News

Actions

Ken Griffey Jr. being elected to the Hall of Fame means little to WCPO.com Editor Mike Canan

Posted at 8:58 PM, Jan 06, 2016
and last updated 2016-07-18 10:35:20-04

EDITOR'S NOTE: WCPO is looking back on Ken Griffey Jr.'s life growing up in Cincinnati, stunning success and Hall of Fame career. See all of our coverage at WCPO.com/griffey.

February 10, 2000.

People of a certain age remember where they were when they found out John F. Kennedy was assassinated. Or what they were doing when they heard about 9/11.

I remember I was walking out of Morton Hall at Ohio University in Athens on my way back to my dorm room after class when a friend stopped me:

"Did you hear the Reds got Griffey?"

This was, of course, before Internet-enabled phones that would have quickly alerted me. I rushed to the student newspaper office where I worked so I could read all about the trade.

I remember thinking: "That's it. With Ken Griffey Jr. the next nine years the Reds are going to be really good. It will be the mid-1970s all over again. If they don't win a couple of World Series titles in the next decade, I'll be shocked."

It was like Christmas morning for Reds fans.

Back in the winter of 2000, the Reds were coming off a 96-win season. They had lost a disappointing one-game playoff to Al Leiter and the New York Mets. This was a team on the rise. A team with a future.

And General Manager Jim Bowden just dropped the best player in baseball — the best player in a generation — onto that team.

Remember the disappointment of 2012? Now, imagine if the Reds, instead of trading for Shin Soo Choo in that offseason, would have traded for Mike Trout.

Even that isn't an equal comparison. Because Griffey was the hometown Kid. He was everything that was right for my generation of baseball fans.

But instead of ushering in a new era of the Big Red Machine, the Griffey trade marked the end of a pretty successful decade of baseball in Cincinnati.

Instead, it marked the beginning of the wasteland of the 2000s.

In Griffey's nine years in Cincinnati, the Reds never made the playoffs.

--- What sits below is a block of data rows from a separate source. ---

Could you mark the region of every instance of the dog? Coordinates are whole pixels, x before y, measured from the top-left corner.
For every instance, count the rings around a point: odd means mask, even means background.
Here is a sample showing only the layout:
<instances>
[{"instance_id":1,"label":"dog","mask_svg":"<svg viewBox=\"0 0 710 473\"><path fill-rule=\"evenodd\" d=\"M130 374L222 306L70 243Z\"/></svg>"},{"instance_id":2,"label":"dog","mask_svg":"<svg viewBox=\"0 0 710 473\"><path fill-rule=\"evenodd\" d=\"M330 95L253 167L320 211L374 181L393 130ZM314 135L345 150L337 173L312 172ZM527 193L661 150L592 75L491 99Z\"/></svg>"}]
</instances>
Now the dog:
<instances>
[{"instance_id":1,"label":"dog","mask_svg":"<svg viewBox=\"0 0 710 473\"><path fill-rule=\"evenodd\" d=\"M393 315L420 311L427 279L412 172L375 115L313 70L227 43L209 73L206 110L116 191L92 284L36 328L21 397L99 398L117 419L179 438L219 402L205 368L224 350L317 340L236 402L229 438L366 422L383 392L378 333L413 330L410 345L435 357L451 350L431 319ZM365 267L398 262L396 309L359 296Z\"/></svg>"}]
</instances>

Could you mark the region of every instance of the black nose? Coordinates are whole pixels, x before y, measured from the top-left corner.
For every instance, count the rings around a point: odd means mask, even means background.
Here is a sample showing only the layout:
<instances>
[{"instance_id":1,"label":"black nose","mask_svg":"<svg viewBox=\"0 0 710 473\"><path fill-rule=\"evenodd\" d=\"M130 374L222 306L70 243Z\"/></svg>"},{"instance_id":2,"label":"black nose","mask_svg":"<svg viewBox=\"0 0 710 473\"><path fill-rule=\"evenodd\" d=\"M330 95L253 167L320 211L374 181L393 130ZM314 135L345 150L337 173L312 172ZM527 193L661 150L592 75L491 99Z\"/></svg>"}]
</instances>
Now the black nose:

They finished with a winning record only once — Griffey's first year.

Little of those dreary days can be blamed on Griffey. 

It's not Griffey's fault owner Marge Schott and Bowden gutted the team's farm system.

It's not Griffey's fault the team never had any pitching. To illustrate how bad the pitching staff was, before Aaron Harang emerged to start on Opening Day in 2006, here were the previous four Reds Opening Day starters: Joey Hamilton, Jimmy Haynes, Cory Lidle and Paul Wilson. Heck, Haynes still has the all-time record for highest earned-run average among pitchers with 1,000 or more innings pitched.

And it's not Griffey's fault the back half of his career was destroyed by injuries. He only played more than 140 games for the Reds twice. Three years he played fewer than 100 games.

Yes, Griffey took home a large proportion of the team's salary, leaving less money for others. But the guy even deferred money to try to free up payroll to make his hometown team a winner.

But fair or not in the hearts of Reds fans, Griffey is saddled with all of that disappointment. Every time I hear his name or see his picture, I think of what should have been.

He never put up numbers in Cincinnati like he did in Seattle. He never carried the Reds to success. 

I even looked at his numbers with the Reds again tonight. He had three seasons that by most players' standards would have been considered excellent. 

But they weren't what we were expecting on Feb. 10, 2000.

Griffey's previous four seasons in Seattle he had averaged 52 homers and 141 RBI.

SEE Griffey's career stats.

That's what we all thought we were getting.

Griffey should have been all of that and more. He was Brandon Phillips' charisma and love of the game crossed with Pete Rose's hometown hero-ness (and a bit of his hustle) crossed with Willie Mays' talent.

He should have been the ultimate Cincinnati hero — with his family legacy to the Big Red Machine, his talent, his personality.

But we fans rarely glimpsed the Seattle Junior. The player dubbed "The Kid," who wore his hat backward and played with such joy.

We mostly got the hurt, surly Junior. 

Instead of a fun-loving kid superhero, we got a very human, but still very good baseball player.

I've only lived here in Cincinnati for a year — even though I've been a Reds fan for close to 30 years now. So I can't profess to speak for a city of Reds' fans. But the fans that I have talked to have all felt like me.

Griffey's headed to the Hall of Fame?

Meh.

I don't really care that much.

And that's sad.

It's sad that a player with such amazing promise never realized all of that potential. 

It's sad all we really have to show for Griffey's tenure here are his 500th and 600th home run milestones.

It's sad we fans never truly got to experience Griffey the way he was meant to be experienced.

It's sad the Reds had a futile, ugly decade.

But mostly it's sad that we held Griffey to those original expectations from Feb. 10, 2000. And we never really embraced him for the player he still was. 

He still had the sweetest swing I've ever seen.